Hashing¶
Hashing is an algorithm to map an input value (key) to an output value. It is
usually defined as a function with a single parameter and a return value. The
mappings are usually expressed using arrows like string -> int, int ->
int.
Hash function¶
- Domain of a hash function: The set of all possible inputs to a hash function 
- Range of a hash function: The set of all possible outputs of a hash function 
- Required properties - deterministic (required!) 
- uniform distribution - hash function that maps all possible input values (keys) with roughly equal probability to each possible output value (hash code) 
- ensures minimal collision 
- hard to guarantee and prove 
 
 
- Other properties (application specific) - variable length key to fixed length hash value 
- constant time computation \(\Theta(1)\) 
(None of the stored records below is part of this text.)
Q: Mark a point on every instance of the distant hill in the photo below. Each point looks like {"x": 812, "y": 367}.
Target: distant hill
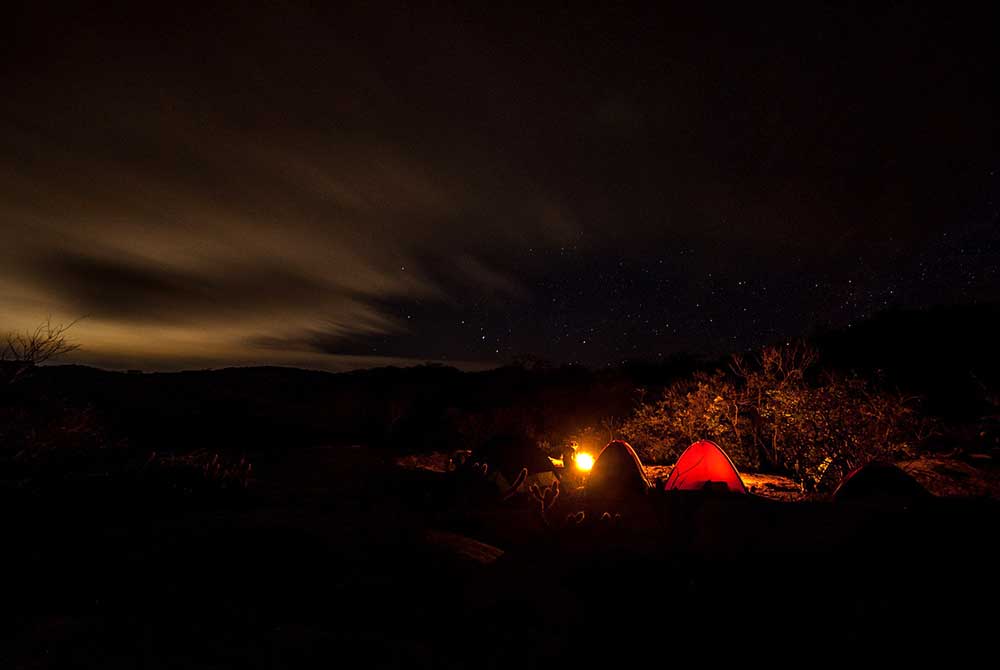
{"x": 946, "y": 354}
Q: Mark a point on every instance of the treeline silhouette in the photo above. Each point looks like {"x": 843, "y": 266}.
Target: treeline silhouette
{"x": 945, "y": 355}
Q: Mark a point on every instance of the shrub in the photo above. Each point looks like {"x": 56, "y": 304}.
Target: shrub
{"x": 778, "y": 412}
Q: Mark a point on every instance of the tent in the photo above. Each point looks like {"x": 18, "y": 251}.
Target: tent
{"x": 705, "y": 466}
{"x": 505, "y": 456}
{"x": 617, "y": 472}
{"x": 879, "y": 481}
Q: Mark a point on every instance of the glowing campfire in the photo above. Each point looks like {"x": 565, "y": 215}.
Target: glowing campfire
{"x": 584, "y": 461}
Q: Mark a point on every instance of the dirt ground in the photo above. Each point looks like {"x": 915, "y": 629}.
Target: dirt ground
{"x": 340, "y": 556}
- squeeze a large domain to a smaller range 
- chance of collision 
- asymmetric 
 
- Wellknown examples: MD5, SHA-1, SHA-2 
- Make your own hash function 
Applications¶
- Hash table data structure - Hash Map (Map ADT, dictionary, key-value store) 
- Hash Set (Set ADT) 
 
- Fingerprinting - Short summary of a large data set 
- Checksum 
- Password management 
 
- Cryptography 
- Advanced data structures - Bloom filter 
- Cuckoo filter 
- Merkle tree (e.g. BitCoin) 
 
Hashing Glossary¶
- Hash Function¶
- A function that maps a variable sized value to a fixed sized value. 
- Key (hashing)¶
- The input value to the hash function. 
- Value (hashing)¶
- A.k.a hash value, hash code or simply hash. The output of the hash function. 
- Key space / Domain (hashing)¶
- The set of all possible keys. 
- Value space / Range (hashing)¶
- The set of all possible values. 
- Collision (hashing)¶
- Multiple distinct keys maps to a same output value.